Recuperarlo requiere que los datos de costes viajen junto con la decisión de cumplimiento, de modo que la regla que elige una ubicación sepa lo que realmente cuesta enviar desde allí. Es una cuestión de integración antes que de análisis.
¿Cómo gestiona una plataforma de integración la asignación de inventario?
Una plataforma de integración como servicio (iPaaS) se sitúa entre los canales y los sistemas que contienen el stock, lo que constituye el único punto de vista que ve cada solicitud a medida que llega. Las reglas escritas allí se aplican a todos los canales a la vez, en lugar de configurarse por separado en cada conector. La plataforma también mantiene el estado de reserva que hace que una regla sea ejecutable en lugar de meramente consultiva.
El mayorista de ciclismo holandés AGU eligió la iPaaS de Alumio para conectar su ERP Centric con Adobe Commerce y sus datos de producto Akeneo en un entorno combinado B2B y B2C. Con 25 000 productos distribuidos entre almacenes en Alkmaar y el resto del Benelux, los datos de stock, precios y envío de pedidos se mueven a través de una única capa en lugar de enlaces separados por canal. En el proceso, AGU normalizó sus entidades de datos, lo que le permite añadir otro canal o herramienta más adelante sin tener que renegociar cómo se representa el stock.
En la iPaaS de Alumio, esa lógica se configura en lugar de construirse manualmente para cada canal. Los proxies responden a las comprobaciones de stock en tiempo real en el momento de la solicitud en lugar de servir una cifra almacenada en caché, y las Rutas aplican las reglas de prioridad y abastecimiento cuando llega un pedido.
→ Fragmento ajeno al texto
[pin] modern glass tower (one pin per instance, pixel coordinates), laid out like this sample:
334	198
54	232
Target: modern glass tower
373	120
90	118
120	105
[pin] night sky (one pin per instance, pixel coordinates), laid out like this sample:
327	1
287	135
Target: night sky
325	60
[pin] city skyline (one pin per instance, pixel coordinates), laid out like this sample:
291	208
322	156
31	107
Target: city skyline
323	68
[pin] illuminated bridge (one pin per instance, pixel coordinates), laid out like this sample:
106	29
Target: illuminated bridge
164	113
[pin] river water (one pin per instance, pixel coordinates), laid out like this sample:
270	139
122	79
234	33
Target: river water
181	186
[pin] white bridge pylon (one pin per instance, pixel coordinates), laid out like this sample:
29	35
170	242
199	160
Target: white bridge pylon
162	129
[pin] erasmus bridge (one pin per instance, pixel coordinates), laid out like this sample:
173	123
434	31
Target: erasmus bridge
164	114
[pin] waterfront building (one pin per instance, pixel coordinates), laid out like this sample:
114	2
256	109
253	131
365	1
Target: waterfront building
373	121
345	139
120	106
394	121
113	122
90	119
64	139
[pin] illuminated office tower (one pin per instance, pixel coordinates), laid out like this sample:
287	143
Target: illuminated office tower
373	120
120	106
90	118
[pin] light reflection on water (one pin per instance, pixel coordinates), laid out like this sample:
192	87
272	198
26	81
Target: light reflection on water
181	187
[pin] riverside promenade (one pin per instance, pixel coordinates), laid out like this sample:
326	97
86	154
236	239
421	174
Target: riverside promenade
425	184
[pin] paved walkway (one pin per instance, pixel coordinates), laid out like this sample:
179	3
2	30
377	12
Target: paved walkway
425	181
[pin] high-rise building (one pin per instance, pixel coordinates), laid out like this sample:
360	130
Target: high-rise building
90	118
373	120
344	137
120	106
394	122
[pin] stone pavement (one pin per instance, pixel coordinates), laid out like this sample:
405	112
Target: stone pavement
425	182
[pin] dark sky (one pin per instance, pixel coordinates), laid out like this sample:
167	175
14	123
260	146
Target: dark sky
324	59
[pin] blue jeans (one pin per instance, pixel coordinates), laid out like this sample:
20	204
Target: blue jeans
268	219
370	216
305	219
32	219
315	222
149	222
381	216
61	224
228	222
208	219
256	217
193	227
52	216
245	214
Los transformadores concilian las definiciones de stock que utiliza cada sistema, mientras que el Almacenamiento mantiene las reservas para que una solicitud pueda expirar correctamente en lugar de dejar una unidad bloqueada. Cada decisión conlleva un registro de auditoría, por lo que un pedido cancelado tiene una explicación en lugar de una teoría.
Cómo una iPaaS convierte el cumplimiento omnicanal en margen de beneficio
Los minoristas que hacen rentable la omnicanalidad no son los que tienen más canales. Son los que decidieron explícitamente cómo se promete el stock y desde dónde se abastecen los pedidos, y luego colocaron esas decisiones en un lugar donde pueden ser inspeccionadas y modificadas.
En la práctica, ese lugar debería ser la plataforma de integración (iPaaS), porque es la única capa que ve cada canal y cada posición de stock en el momento en que llega una solicitud. Eso replantea el trabajo de añadir un canal. Deja de ser una cuestión de si la tienda online puede mostrar el stock y se convierte en una cuestión de qué derecho tiene ese canal sobre el inventario y cuánto cuesta atenderlo.
Aplicadas en un solo lugar, esas reglas transforman la omnicanalidad de un conjunto de canales que compiten por el mismo stock en una operación que lo asigna de forma deliberada. La medida que merece la pena observar no es cuántos canales están activos, sino cuánto cuesta cumplir con cada uno y qué retorno ofrece.